Fox Does First Primetime Upfront Ad Deals

Network quietly completed deal with at least one major media agency late last week at high single-digit CPM increases

Fox has quietly done the first deals for the broadcast primetime upfront selling season, individuals familiar with the negotiations told TheWrap.

A deal was done with at least one media agency, said to be Zenith, at cost-per-thousand (CPM) increases averaging in the high-single digits.

It included not only primetime inventory for the 2010-2011 season, but also some Sunday afternoon National Football League game commercial time.

Intense negotiations also are taking place on the cable TV side, with NBC Universal and Discovery being mentioned by individuals close to negotiations as having conversations with media agencies that lasted late into Friday.

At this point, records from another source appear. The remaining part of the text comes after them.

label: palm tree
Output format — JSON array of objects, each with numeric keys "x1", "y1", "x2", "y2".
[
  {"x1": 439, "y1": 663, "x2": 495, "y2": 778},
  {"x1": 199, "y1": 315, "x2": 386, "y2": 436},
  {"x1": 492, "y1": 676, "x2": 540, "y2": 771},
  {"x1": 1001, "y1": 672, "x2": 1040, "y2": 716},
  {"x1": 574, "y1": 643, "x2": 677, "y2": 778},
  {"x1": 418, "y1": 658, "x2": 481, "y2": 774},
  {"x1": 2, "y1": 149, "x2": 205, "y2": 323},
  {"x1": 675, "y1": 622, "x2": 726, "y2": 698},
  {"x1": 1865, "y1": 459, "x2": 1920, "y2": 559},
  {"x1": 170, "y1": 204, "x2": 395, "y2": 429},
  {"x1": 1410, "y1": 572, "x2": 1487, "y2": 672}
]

Deals during the week following the upfront presentations (held May 17-20) is a major departure from last year, when many advertisers had not even registered their budgets with the networks until several weeks later.

The first deal last year was not done until well into June.

Last year, NBCU made the first deals in the upfront with media agency conglomerate Group M at hefty price decreases from the previous year, while Fox was content to sit back to see how the market would play out.

But this year, sensing a strong market, and coming off its sixth consecutive season of winning the ratings race among the 18- to 49-year-olds that advertisers covet, Fox has started out more aggressively in its upfront sales approach.

What’s helping is a sense by media agencies that the marketplace is strong, and demand is going to be high. So this year, there will be more willingness to pay higher prices rather than take hard-line positions. It seems while the media agencies were in the driver’s seat last year, the situation is reversed this year.

"I’m thinking this is going to be a busy week for all the broadcast networks," one network-side individual told The Wrap. "The market is live."